After the war, Braun and some of his team were taken to the U.S. as part of the then-secret Operation Paperclip.  Von Braun worked on the US Army intermediate range ballistic missle program before his group was assimilated by NASA, under which he served as director of the newly-formed Marshall Space Flight Center, and as the chief architect of the Saturn V launch vehicle, the booster rocket that propelled the Apollo II lunar mission.
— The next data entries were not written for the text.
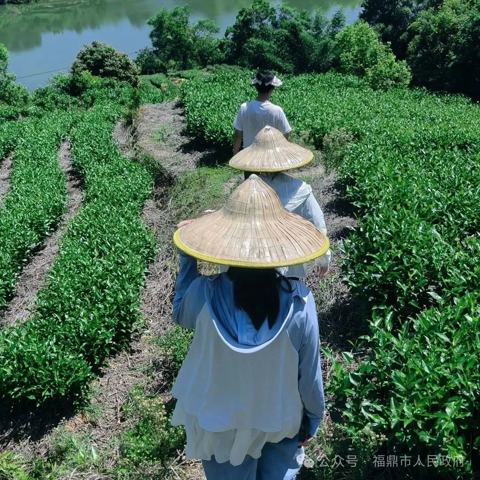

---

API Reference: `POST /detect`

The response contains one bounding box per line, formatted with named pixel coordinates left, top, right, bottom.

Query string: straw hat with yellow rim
left=173, top=175, right=329, bottom=268
left=230, top=125, right=313, bottom=173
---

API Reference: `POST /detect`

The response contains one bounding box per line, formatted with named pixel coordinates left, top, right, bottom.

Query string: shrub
left=0, top=43, right=28, bottom=106
left=0, top=103, right=155, bottom=405
left=335, top=20, right=411, bottom=89
left=70, top=41, right=139, bottom=86
left=0, top=114, right=71, bottom=307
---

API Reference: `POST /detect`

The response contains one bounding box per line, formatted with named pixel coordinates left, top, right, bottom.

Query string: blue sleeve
left=298, top=293, right=325, bottom=437
left=299, top=193, right=327, bottom=235
left=172, top=251, right=206, bottom=328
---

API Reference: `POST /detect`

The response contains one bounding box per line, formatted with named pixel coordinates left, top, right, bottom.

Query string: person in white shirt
left=229, top=125, right=331, bottom=280
left=233, top=71, right=292, bottom=155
In 1975 he received the National Medal of Science.

Made by Lange & Söhne, the 22 of the watches were delivered to the Heeresversuchsanstalt in 1943 at a price of 360RM, as the equivalent of at least 2,000€.  As a point of comparison, the first VW Beetles sold for 990RM.

When viewing at the dial through a mirror sextant, Braun and his team used the watch to calculate the ballistic data for the rockets they developed.

The Aristo Sextant (Ref. 5H40S), a modern homage to these watches, was first manufactured in 2001 by Aristo in Pforzheim.  In developing this model, Aristo followed the first prototypes of 1942, with the guidelines : "Black dial with Roman numerals, with Arabic 1/5 Second indication numbers 5 to 55 and corresponding set of numbers in mirror writing".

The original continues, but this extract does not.